Additionally, the antioxidant capacity of two commercial standards (ascorbic acid and quercetin) was measured to compare the results with those obtained for the blackberry extract. It is important to highlight that the content of bioactive compounds of the blackberry extract was 66.78 mg/g d.w. expressed as the sum of total phenolic compounds and total terpenoid content. The process of extraction is not a selective method for the obtention of bioactive compounds. Thus, during the process, sugars, fibers, proteins, fats and other compounds with low or any antioxidant activity may be extracted [58]. Even so, the antioxidant activity exerted by blackberry extract by FRAP assay was comparable to 108 mg/g d.w. of quercetin and a 73.8 mg/g d.w. of ascorbic acid.
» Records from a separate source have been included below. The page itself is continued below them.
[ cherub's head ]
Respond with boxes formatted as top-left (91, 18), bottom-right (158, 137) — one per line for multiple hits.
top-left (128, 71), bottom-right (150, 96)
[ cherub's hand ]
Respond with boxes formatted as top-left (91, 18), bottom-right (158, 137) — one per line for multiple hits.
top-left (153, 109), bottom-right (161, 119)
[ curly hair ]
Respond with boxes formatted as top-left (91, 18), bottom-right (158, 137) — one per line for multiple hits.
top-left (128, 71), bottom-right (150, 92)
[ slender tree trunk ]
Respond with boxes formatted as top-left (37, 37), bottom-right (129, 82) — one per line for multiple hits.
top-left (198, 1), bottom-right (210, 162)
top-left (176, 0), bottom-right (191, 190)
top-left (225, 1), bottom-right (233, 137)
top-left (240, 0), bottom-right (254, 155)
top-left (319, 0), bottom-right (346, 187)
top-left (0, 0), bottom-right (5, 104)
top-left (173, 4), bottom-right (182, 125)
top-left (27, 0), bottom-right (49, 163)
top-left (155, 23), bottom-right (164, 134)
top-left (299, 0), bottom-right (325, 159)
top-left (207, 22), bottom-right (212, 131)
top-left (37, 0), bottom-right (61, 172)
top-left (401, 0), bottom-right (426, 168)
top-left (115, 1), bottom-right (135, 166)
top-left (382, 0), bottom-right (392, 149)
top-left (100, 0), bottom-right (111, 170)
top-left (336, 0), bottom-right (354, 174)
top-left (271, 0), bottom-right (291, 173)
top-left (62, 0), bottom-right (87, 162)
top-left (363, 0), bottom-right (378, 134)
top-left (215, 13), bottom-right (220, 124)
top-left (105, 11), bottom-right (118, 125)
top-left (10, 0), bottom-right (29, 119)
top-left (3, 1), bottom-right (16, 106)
Additionally, regarding the TEAC assay, the antioxidant capacity of blackberry extract was equal to that exerted by 525.9 mg/g d.w. of quercetin and 334.6 mg/g d.w. of ascorbic acid. Thus, the bioactive compounds of blackberry extract are more efficient in the reduction process of free radicals. This may be due to the synergistic effect among the phenolic compounds and terpenoids of the extract [59,60].

3.3. Inhibition of Intracellular Lipid Peroxidation

In order to demonstrate the antioxidant activity of blackberry extract from a more biologically relevant perspective, the capacity of the extract to inhibit lipid peroxidation was tested using HUVEC cells. The results of the quantification of MDA (as an indicator of lipid peroxidation) revealed that blackberry extract prevented the intracellular lipid oxidation and the generation of MDA (Figure 1). The most effective dosage was 5 mg/mL of extract, reducing the levels of MDA significantly below the normal levels (C−) and even more than quercetin 25 μM (Q). Higher dosages such as 10 or 20 mg/mL were not as effective. This result may be due to the pro-oxidant effect that some antioxidants such as phenolic compounds may have when they are used at high concentrations [61]. Nevertheless, in our assays, it is remarkable that at higher concentrations (10 and 20 mg/mL) the blackberry extract also exerted antioxidant protection against lipid oxidation.
Azofeifa et al. evaluated the capacity of blackberry juice to inhibit lipid peroxidation in liposomes, liver homogenates and erythrocytes demonstrating the ability of blackberry antioxidants to inhibit intracellular ROS and the formation of MDA [62]. Hassan et al. studied the in vivo capacity of blackberry ingestion to prevent oxidative stress after the administration of sodium fluoride in rats. They concluded that blackberry juice boosted the cellular antioxidant defense system preventing the damage produced by the toxicity of fluoride [63]. The same effect was observed by Cho et al. who developed a work to investigate the oxidative stress prevention in rats treated with carbon tetrachloride. They suggested that blackberry extract had significant protective activity against oxidative damage in vivo [64]. Thus, blackberry compounds have demonstrated that they are able to inhibit oxidative stress and intracellular lipid oxidation both in vitro and in vivo. Nevertheless, since not all exogenous antioxidants are effective in attenuating the oxidative stress inside the human body due to biological reasons, more studies are needed to elucidate their bioavailability, their metabolic pathways and their mechanisms of action.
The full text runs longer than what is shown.